Other factors can also increase the risk of these defects. Poorly controlled maternal diabetes before and during early pregnancy increases the risk of neural tube defects. Maternal obesity is another risk factor. Certain medications, such as some anti-seizure drugs (e.g., valproic acid), can also interfere with neural tube development, requiring careful management for women planning pregnancy.
Prenatal Diagnosis
Prenatal diagnosis of open neural tube defects involves a sequence of tests during pregnancy. The process begins with a maternal serum alpha-fetoprotein (AFP) test, usually between 15 and 20 weeks of gestation.
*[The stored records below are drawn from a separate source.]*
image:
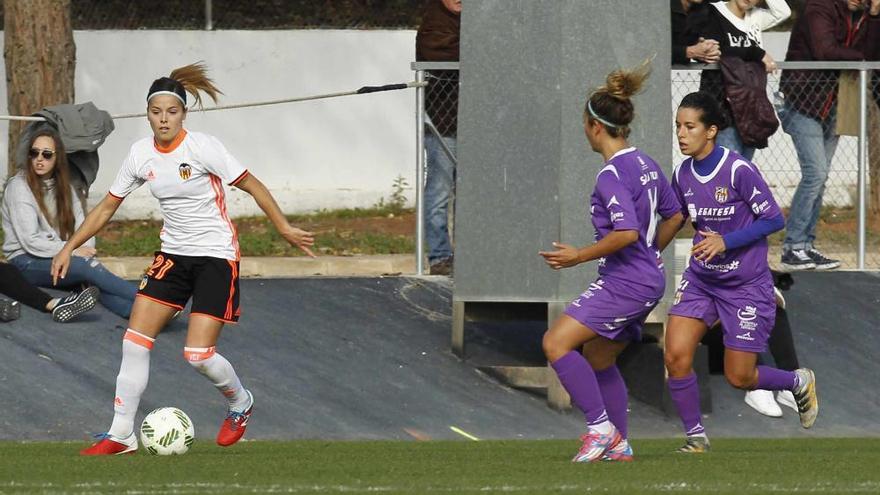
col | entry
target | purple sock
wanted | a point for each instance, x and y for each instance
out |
(614, 395)
(776, 379)
(686, 395)
(579, 381)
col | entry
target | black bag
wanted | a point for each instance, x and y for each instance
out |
(745, 87)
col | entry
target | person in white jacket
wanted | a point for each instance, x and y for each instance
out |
(737, 25)
(41, 210)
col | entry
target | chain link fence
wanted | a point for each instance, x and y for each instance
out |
(816, 92)
(437, 131)
(253, 14)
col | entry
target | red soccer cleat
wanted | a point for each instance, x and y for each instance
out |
(233, 427)
(108, 446)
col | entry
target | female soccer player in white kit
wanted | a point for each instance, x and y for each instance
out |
(199, 257)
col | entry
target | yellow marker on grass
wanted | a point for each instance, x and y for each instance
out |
(464, 433)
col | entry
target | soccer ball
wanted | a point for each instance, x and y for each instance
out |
(167, 431)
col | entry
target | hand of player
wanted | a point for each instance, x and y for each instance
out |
(301, 239)
(565, 256)
(85, 252)
(769, 63)
(711, 245)
(60, 264)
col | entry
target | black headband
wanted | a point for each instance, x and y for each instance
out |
(167, 86)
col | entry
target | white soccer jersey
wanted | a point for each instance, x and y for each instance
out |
(187, 178)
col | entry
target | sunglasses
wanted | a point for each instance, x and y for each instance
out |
(47, 154)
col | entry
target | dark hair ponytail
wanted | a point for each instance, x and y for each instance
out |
(710, 111)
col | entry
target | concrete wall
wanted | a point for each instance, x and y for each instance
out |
(525, 169)
(323, 154)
Elevated AFP levels in the mother’s blood can indicate a potential open neural tube defect, as AFP, a fetal protein, leaks into the bloodstream from an open defect. A high AFP result prompts further investigation, as it is a screening test and not a definitive diagnosis.
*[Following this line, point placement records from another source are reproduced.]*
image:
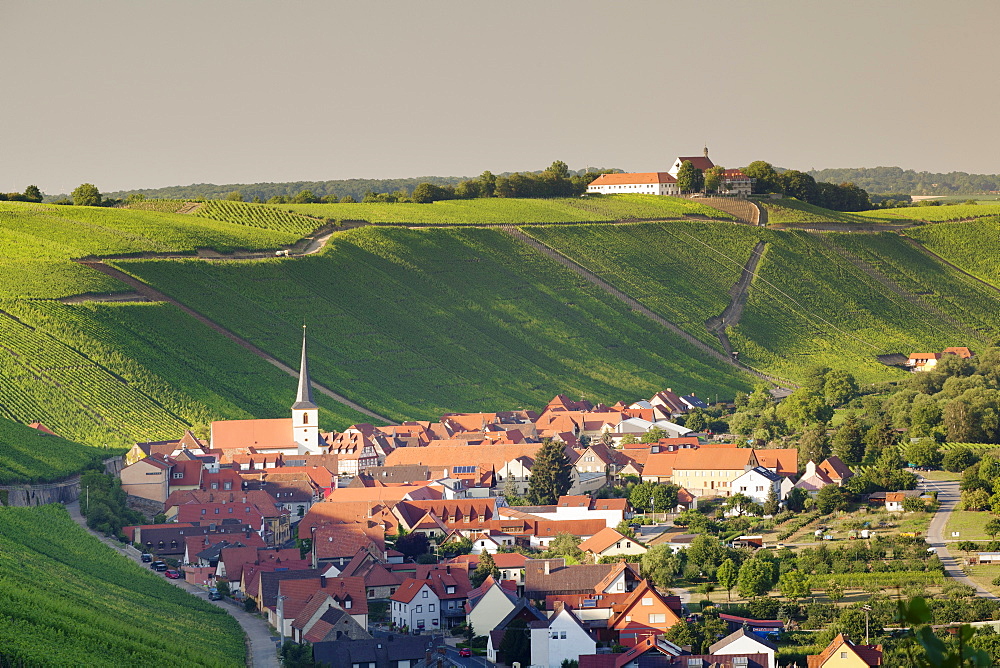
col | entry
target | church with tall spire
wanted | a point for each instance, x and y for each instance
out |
(305, 412)
(297, 435)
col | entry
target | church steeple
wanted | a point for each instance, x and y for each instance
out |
(303, 399)
(305, 413)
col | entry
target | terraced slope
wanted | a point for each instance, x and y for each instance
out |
(67, 600)
(416, 323)
(605, 208)
(809, 304)
(972, 246)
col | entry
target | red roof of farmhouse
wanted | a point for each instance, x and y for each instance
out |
(638, 178)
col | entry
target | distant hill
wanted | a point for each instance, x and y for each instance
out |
(356, 188)
(881, 180)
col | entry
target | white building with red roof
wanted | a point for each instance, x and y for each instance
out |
(642, 183)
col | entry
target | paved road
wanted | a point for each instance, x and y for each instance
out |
(263, 645)
(948, 497)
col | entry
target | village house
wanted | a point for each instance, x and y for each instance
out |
(609, 543)
(746, 642)
(562, 637)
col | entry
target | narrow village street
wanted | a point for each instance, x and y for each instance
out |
(262, 650)
(948, 497)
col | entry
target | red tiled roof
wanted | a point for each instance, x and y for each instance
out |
(252, 433)
(638, 178)
(409, 589)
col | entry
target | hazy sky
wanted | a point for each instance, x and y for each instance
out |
(145, 93)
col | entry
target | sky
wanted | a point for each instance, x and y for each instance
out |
(143, 94)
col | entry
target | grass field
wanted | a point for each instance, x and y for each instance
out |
(969, 524)
(29, 455)
(809, 305)
(112, 374)
(972, 246)
(515, 211)
(418, 323)
(67, 600)
(38, 242)
(685, 272)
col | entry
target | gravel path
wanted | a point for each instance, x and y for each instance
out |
(948, 497)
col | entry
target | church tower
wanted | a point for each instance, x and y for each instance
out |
(305, 413)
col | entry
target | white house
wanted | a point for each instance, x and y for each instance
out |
(745, 642)
(758, 482)
(489, 604)
(645, 183)
(415, 605)
(639, 426)
(560, 638)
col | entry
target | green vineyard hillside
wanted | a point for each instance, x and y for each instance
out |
(67, 600)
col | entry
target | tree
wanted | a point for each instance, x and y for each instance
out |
(772, 504)
(830, 498)
(696, 420)
(689, 178)
(713, 178)
(794, 585)
(795, 500)
(486, 567)
(764, 176)
(814, 446)
(86, 194)
(756, 577)
(32, 194)
(848, 442)
(924, 453)
(839, 387)
(834, 591)
(516, 644)
(641, 496)
(551, 476)
(726, 575)
(958, 460)
(661, 565)
(738, 502)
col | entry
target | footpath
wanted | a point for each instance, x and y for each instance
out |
(262, 649)
(948, 497)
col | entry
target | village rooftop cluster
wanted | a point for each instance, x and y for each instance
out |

If the AFP screening suggests a risk, a high-resolution fetal ultrasound is the next step to visually inspect the fetal spine and head. This imaging can identify abnormalities like a “lemon sign” or “banana sign” in the brain, or a visible sac on the fetal back, associated with anencephaly or myelomeningocele. This non-invasive ultrasound provides detailed images that can confirm or rule out the presence of a defect. If the ultrasound findings are inconclusive or further confirmation is needed, amniocentesis may be offered. This procedure collects a small sample of amniotic fluid, tested for AFP and acetylcholinesterase, which are typically elevated in the presence of an open neural tube defect.
Treatment and Management
Treatment for open neural tube defects depends on the type and severity, ranging from surgical intervention to palliative care. For myelomeningocele, fetal surgery before birth is an option, performed between 19 and 26 weeks of gestation. This procedure involves opening the uterus to close the defect on the baby’s spine, protecting the exposed spinal cord from further damage by amniotic fluid and uterine contractions. Studies suggest that fetal surgery can reduce the need for shunts to treat hydrocephalus and improve motor outcomes for some children compared to postnatal repair.
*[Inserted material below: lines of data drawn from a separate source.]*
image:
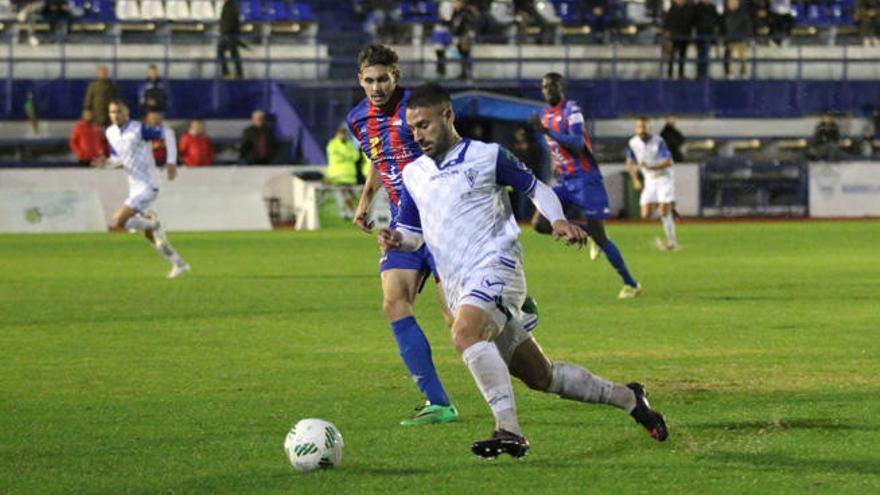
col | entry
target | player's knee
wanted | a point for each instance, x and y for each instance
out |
(541, 225)
(396, 308)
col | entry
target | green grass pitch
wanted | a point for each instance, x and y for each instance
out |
(759, 341)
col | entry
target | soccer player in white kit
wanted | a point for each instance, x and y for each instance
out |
(454, 200)
(130, 147)
(649, 153)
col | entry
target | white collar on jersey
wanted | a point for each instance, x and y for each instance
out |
(463, 144)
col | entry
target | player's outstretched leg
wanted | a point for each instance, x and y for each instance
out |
(573, 382)
(159, 239)
(399, 287)
(492, 377)
(596, 230)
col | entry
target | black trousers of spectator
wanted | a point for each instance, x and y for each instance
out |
(703, 47)
(229, 43)
(679, 52)
(780, 27)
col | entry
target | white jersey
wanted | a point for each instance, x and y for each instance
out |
(130, 146)
(461, 209)
(651, 151)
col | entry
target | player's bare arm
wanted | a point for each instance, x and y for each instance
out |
(371, 185)
(633, 174)
(171, 170)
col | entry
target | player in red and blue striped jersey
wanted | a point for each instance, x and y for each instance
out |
(579, 179)
(378, 123)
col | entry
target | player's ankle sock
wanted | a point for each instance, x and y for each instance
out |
(489, 371)
(138, 222)
(169, 253)
(416, 354)
(669, 228)
(616, 260)
(576, 383)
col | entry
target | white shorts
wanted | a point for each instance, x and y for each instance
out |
(141, 196)
(500, 292)
(660, 190)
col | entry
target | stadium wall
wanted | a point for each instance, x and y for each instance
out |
(222, 198)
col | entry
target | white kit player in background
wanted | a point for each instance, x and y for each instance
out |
(649, 153)
(454, 200)
(130, 148)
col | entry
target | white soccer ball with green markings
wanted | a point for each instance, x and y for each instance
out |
(313, 444)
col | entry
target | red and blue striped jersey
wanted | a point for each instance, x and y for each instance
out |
(386, 140)
(567, 139)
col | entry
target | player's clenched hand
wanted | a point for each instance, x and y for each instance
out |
(572, 234)
(360, 221)
(389, 239)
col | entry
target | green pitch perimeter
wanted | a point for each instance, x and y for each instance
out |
(760, 343)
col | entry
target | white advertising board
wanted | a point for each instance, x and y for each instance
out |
(848, 189)
(51, 210)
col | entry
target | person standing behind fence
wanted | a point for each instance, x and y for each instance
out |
(738, 30)
(706, 23)
(677, 26)
(99, 94)
(230, 28)
(87, 140)
(342, 161)
(195, 147)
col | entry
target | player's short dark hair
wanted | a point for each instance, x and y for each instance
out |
(428, 95)
(555, 76)
(377, 55)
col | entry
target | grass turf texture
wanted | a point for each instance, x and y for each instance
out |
(758, 341)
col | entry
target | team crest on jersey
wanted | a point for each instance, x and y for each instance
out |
(471, 175)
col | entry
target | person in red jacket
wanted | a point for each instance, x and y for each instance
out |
(87, 140)
(195, 146)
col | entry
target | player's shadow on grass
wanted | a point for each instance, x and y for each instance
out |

Following birth, postnatal surgical repair for myelomeningocele occurs within the first 24 to 48 hours to prevent infection and further nerve damage. This surgery involves closing the skin and muscle layers over the exposed spinal cord. This initial surgery is only the beginning of lifelong management for individuals with myelomeningocele. These children require ongoing care from a multidisciplinary team of specialists, including neurosurgeons, urologists, orthopedic specialists, physical therapists, and occupational therapists. This approach addresses complications such as hydrocephalus, bladder and bowel dysfunction, orthopedic issues (e.g., clubfoot or scoliosis), and mobility challenges.
Anencephaly has no treatment, and the prognosis is poor. Infants with anencephaly are typically stillborn or survive for only a few hours or days, receiving palliative care for comfort. The focus for families facing anencephaly is on supportive and emotional care, as the condition is incompatible with long-term survival.